I'm rather new to this area of Roman history, and I've probably been looking at the events of the early 5th century through the lens of the early-mid 4th; I should certainly read Burns more closely, for starters!

I did listen to a few episodes of Patrick Wyman's Fall of Rome Podcast over the weekend, though, which was very interesting - at one point Wyman suggests (following Burns, and Guy Halsall, I think) that, by the closing decades of the 4th century, 'barbarians' and 'Roman soldiers' had become almost indistinguishable, at least in the eyes of most Roman civilians: 'the Goths' were less a tribe or ethnicity than a Romano-Germanic military caste, most of whose members had been living within the empire for a generation or more.

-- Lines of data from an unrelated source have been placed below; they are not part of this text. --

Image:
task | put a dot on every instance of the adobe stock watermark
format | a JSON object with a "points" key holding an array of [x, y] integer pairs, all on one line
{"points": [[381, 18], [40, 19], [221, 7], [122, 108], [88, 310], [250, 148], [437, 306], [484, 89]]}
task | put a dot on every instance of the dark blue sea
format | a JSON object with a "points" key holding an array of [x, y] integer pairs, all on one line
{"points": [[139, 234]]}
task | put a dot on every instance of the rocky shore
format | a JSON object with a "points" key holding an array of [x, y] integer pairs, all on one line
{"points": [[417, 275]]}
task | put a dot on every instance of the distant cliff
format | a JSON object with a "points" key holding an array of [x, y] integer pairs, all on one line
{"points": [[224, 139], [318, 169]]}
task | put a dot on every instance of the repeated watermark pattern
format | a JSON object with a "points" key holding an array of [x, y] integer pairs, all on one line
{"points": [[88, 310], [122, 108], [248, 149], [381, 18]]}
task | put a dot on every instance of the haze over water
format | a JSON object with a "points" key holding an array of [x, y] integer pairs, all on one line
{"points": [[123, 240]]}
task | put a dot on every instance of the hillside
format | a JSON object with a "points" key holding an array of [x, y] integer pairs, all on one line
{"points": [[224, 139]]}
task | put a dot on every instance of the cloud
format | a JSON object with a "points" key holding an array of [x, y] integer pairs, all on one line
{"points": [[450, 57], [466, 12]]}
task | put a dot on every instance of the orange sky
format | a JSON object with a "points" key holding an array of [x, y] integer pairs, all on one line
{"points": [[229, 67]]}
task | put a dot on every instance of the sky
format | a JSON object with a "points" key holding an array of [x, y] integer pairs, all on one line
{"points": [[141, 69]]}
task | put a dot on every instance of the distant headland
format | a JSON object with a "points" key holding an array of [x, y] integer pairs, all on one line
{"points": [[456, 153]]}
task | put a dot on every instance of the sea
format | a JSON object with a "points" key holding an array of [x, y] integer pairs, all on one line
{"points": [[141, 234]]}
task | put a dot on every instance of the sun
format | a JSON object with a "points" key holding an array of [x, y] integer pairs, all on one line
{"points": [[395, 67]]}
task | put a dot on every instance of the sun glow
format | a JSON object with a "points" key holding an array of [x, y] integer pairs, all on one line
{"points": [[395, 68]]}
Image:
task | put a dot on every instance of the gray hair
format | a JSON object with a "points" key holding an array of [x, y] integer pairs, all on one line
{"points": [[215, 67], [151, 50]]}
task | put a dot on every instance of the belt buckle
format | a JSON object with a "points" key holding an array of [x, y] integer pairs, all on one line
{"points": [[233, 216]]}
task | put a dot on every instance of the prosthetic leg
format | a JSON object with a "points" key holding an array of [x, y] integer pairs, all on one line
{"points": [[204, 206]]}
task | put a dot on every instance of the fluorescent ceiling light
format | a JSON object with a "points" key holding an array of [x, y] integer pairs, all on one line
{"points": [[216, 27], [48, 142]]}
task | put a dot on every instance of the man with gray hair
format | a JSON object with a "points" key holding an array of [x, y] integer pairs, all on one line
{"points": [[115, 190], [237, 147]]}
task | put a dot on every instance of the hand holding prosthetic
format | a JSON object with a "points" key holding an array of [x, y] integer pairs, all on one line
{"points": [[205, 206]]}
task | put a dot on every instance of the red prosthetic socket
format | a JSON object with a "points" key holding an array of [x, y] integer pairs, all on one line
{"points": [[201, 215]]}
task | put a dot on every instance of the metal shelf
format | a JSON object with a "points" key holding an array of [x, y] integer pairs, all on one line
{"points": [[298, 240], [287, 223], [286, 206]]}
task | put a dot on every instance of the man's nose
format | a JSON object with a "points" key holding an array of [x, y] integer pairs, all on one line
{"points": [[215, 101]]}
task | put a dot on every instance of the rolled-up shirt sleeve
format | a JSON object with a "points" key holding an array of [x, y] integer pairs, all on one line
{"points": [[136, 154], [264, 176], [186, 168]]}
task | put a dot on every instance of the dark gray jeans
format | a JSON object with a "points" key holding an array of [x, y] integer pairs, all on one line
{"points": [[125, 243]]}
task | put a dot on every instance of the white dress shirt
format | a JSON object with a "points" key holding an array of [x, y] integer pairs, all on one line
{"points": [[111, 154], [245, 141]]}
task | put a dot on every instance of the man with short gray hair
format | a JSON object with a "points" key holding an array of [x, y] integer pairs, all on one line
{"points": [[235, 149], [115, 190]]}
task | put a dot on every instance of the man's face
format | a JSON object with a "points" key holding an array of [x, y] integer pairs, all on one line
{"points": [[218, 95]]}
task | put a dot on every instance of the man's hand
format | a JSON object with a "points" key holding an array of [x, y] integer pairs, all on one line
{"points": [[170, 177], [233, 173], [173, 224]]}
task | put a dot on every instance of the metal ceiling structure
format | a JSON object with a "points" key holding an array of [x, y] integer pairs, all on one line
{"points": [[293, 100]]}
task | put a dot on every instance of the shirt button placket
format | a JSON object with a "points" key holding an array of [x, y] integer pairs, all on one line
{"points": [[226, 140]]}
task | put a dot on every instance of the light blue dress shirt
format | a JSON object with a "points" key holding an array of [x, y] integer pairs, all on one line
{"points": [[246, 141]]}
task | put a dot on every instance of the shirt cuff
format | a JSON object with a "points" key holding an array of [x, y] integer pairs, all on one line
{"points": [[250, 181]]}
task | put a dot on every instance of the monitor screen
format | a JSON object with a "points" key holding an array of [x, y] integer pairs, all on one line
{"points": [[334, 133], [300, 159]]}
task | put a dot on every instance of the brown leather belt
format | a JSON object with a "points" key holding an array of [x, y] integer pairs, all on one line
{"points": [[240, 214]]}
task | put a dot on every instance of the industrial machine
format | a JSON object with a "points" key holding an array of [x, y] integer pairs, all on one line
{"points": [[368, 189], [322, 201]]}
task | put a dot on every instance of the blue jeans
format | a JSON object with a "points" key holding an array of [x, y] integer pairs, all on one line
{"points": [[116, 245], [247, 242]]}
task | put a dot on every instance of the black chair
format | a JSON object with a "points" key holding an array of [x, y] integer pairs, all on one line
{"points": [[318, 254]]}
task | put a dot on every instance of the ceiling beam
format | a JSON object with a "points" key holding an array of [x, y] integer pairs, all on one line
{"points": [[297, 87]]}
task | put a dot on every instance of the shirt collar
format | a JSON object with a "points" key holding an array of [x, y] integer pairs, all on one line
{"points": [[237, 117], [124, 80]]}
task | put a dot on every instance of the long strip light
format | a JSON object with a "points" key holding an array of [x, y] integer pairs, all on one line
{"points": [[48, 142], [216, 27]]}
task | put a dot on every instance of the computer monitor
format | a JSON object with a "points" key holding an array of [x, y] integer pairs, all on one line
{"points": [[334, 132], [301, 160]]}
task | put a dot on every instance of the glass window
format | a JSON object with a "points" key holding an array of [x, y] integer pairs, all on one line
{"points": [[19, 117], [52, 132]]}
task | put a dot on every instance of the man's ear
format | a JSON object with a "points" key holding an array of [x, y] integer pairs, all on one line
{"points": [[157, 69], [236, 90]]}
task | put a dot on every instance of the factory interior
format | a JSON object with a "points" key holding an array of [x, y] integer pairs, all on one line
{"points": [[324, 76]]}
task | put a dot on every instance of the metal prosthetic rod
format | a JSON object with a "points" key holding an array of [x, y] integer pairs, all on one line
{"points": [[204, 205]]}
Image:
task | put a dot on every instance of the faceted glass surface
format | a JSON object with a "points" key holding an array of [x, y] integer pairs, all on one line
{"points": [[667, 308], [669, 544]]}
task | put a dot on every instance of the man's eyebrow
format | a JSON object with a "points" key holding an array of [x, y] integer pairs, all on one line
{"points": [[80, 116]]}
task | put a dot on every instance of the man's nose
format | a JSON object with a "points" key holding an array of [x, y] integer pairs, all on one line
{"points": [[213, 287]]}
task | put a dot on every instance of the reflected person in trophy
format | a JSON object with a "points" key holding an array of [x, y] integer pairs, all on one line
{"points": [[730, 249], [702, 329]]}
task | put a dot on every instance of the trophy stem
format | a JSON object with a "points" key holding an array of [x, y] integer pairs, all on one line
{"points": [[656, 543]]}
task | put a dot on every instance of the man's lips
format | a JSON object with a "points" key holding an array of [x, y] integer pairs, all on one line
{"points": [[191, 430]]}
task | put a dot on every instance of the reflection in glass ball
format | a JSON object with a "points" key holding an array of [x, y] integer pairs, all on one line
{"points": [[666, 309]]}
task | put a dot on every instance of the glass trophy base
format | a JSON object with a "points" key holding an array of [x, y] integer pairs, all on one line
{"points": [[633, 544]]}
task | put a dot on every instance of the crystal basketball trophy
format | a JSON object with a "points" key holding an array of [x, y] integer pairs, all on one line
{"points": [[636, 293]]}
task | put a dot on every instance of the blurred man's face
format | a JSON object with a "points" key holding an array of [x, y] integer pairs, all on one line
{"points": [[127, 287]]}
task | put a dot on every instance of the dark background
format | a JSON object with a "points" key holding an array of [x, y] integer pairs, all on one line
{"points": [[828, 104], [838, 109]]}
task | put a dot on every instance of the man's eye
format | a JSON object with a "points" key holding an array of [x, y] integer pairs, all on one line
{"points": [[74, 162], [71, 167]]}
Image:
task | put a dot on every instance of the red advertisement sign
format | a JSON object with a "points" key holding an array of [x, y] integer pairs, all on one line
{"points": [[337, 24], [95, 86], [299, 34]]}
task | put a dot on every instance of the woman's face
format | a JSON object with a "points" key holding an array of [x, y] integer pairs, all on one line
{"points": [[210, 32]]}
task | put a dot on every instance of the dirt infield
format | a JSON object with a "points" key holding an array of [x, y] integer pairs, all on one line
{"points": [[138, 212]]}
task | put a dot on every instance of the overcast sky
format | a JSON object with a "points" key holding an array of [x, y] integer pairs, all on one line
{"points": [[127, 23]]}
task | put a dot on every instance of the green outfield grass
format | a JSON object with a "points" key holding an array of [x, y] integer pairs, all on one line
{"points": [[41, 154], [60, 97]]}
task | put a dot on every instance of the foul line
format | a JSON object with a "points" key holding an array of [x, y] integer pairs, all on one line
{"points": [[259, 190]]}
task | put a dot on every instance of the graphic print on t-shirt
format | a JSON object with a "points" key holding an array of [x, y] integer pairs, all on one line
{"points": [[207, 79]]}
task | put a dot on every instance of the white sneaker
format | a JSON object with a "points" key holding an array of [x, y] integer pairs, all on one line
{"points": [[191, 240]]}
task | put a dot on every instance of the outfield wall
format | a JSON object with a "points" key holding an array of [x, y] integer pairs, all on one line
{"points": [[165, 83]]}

This seems quite a persuasive view - and would explain why the bulk of the Italian field army was unable or unwilling to counter Alaric's invasion - but it does return to the initial question: if the Roman army in Italy in 408 was mainly (or 'entirely'?) composed of barbarian recruits, how did Olympius and others manage to turn the troops at Ticinum against Stilicho and his allies (and, by extension, his 'pro-barbarian' policies)? Who was it who massacred the wives and families of the Gothic federate troops in Italy, if the regular army was mainly 'barbarian'? Was this just a matter of one group of Romanised-barbarised-Romano-barbarians (!) being pitted against another?

And where, in all this, does a figure like Constantius III appear? He was apparently a Roman, from Naissus, and seems to have risen from the ranks of the army. How many other men like him were there serving in the army of the day? Would it still be possible for anybody to distinguish between 'Romans' and 'non-Romans' within the military ranks, and perhaps exploit the differences, or would this have been a meaningless distinction by the end of the 4th century?